Servatiiportal - die Idee

Die Revitalisierung der drei Gebäude am nördlichen Kopf des Bahnhofsviertels am Servatiiplatz soll eine neue Adresse schaffen und den urbanen Charakter des Quartiers aufwerten. Durch die Nutzungsergänzung des Boardinghousekonzeptes, das es bislang noch nicht in Münster gibt, entsteht eine interessante Nutzungsmischung, die dem Quartier einen neuen Bekanntheits­grad gibt. Die drei Körper werden einerseits individuell unter Beachtung der Eigentü­merverhältnisse in ihrer Fassadengestaltung berücksichtigt und durch klar ablesbare Erschließungen, die Durchblicke in den Innenhof gestatten, getrennt, andererseits jedoch durch ein einheitliches Thema der Fassadengestaltung miteinander verknüpft, und eine, die für Münster typische, kleinteili­ge Gliederung schafft.

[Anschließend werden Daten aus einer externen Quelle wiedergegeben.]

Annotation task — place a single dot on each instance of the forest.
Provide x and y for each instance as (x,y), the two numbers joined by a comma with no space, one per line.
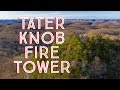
(92,48)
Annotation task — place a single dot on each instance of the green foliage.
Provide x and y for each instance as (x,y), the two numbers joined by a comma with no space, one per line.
(82,51)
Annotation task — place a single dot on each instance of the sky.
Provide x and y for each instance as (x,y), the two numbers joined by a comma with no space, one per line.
(64,14)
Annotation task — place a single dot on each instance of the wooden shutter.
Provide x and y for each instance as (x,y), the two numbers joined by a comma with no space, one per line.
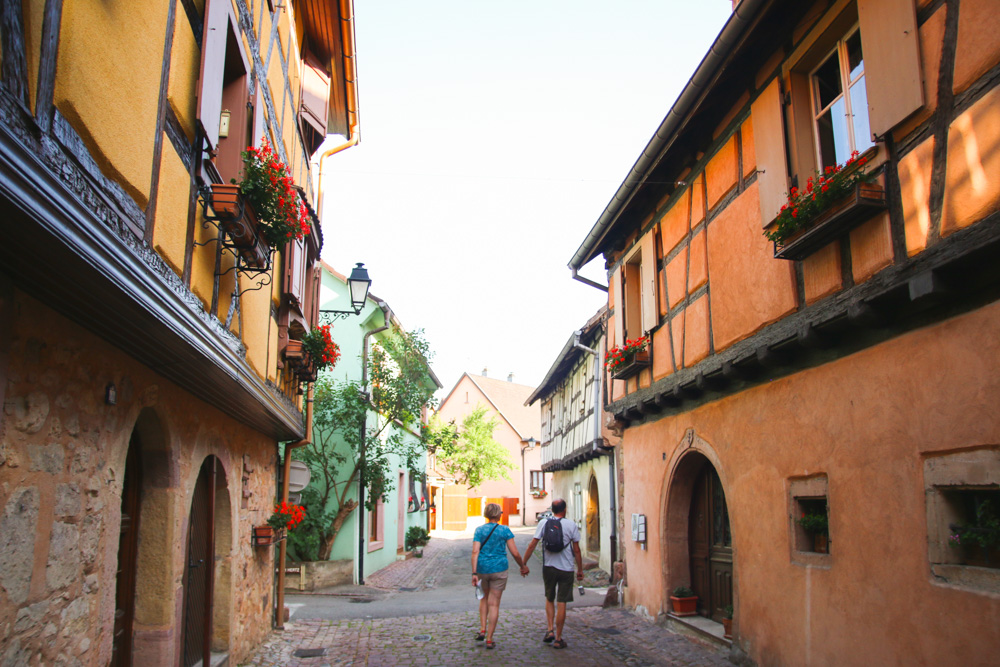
(295,271)
(315,93)
(647,269)
(619,304)
(891,48)
(258,121)
(769,146)
(213,68)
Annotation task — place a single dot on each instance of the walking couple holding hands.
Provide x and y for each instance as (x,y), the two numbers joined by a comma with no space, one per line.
(489,568)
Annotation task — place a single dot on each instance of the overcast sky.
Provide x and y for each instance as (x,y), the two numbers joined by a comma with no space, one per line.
(493,135)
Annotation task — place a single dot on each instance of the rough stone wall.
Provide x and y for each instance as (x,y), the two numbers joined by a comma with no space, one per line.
(62,459)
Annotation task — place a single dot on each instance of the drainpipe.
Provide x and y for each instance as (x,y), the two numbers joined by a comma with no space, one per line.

Alle gängigen Büroorganisati­onsformen sind mit der Gebäudetiefe möglich.

Die für diesen Gebäudekomplex spezi­ell entwickelte Doppelfassade und die Kastenfenster ermöglichen durch verschie­dene Lüftungsschlitze eine ausreichen­de natürliche Frischluftzufuhr, sowie die notwendigen Abluftmöglichkeiten, während hierbei gleichzeitig die Anforderungen an den Schallschutz erfüllt werden. Durch diesen Fassadenrhythmus aus einschaligen Schallschutz-Fensterelementen und dop­pelschaligen, tieferen Kastenfensterelemen­ten erhalten die Fassaden eine prägnante Reliefstruktur.